O discurso da peça, como se vê, é niilista, e chega a hora em que o público se divide. Uns nunca pensam nisso nem querem pensar; outros só pensam nisso. Há uma exceção: o crítico, com todo método e inteira razão, só enxerga vestígios existencialistas no texto da peça. Provavelmente, o autor é alguém perdido no tempo e nas eras estéticas. Estava, enfim, professando um existencialismo tardio.
Mas as moças vão em frente, na mesma toada, questionando coisas que muita gente prefere escondidas, como a possibilidade de morrer, morrer e pronto, acabou, e como engolimos ou não o fato de não existir o depois. Mesmo assim, continuamos construindo prédios e idéias, criando coisas novas, pagando o IPVA e batendo o ponto na repartição. A vida continua enquanto continua. Parece bastar. O show, no entanto, prossegue.

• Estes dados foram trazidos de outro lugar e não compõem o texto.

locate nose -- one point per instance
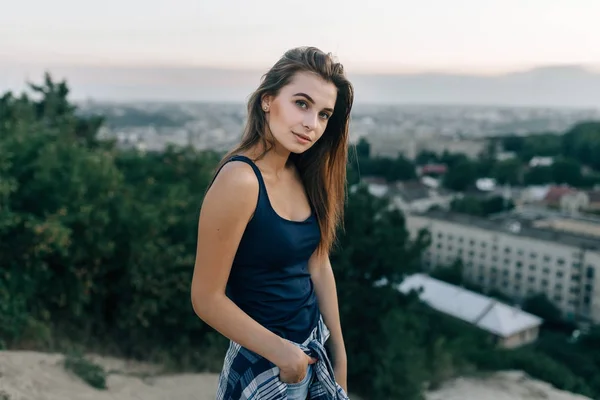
(310, 121)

Agora é a vez de Beckett e Nietzsche, interpretados por mais duas moças. Muito lindas, por sinal. O objetivo é deixar os espectadores cabisbaixos e pensativos. Mostrar que não há saídas, Deus está morto e elas preparam o enterro do Todo Poderoso com pompa e flores nobres, num caixão da Casa Agra, a funerária predileta de Augusto dos Anjos. Não há muito encadeamento nas cenas. Todo o texto parece uma pregação sobre o vazio, que já invade o mundo do entretenimento e da celebração pagã. As atrizes citam o Bloco do Nada, que sairá na segunda-feira do Carnaval do Recife, provavelmente sem acordes de frevo. Sem nada, a não ser seu estandarte branco e seus filósofos com explicações plausíveis e implausíveis sobre a (in) existência. William Shakespeare surge agora, também mulher, apenas para uma fala, de sua autoria: "Choramos ao nascer porque chegamos a este imenso cenário de dementes."
A peça ainda não está em cartaz. Foi apenas uma pré-estreia, num teatro sombrio e obscuro. No final, quase todo o público foi embora sem muita conversa. Ficaram os de sempre, para um chopinho do bar da esquina. Ali, concluíram que a vida pode ter sentido ou não, pouco importa. O que não tem mesmo sentido é o texto apresentado naquela noite. Salvaram-se as atrizes, deliciosas recitantes, especialmente Beckett, de minissaia, e Nietzsche, com seu piercing no umbigo. Sem falar de Shakespeare, que entrou em cena apenas com sua gola bufante.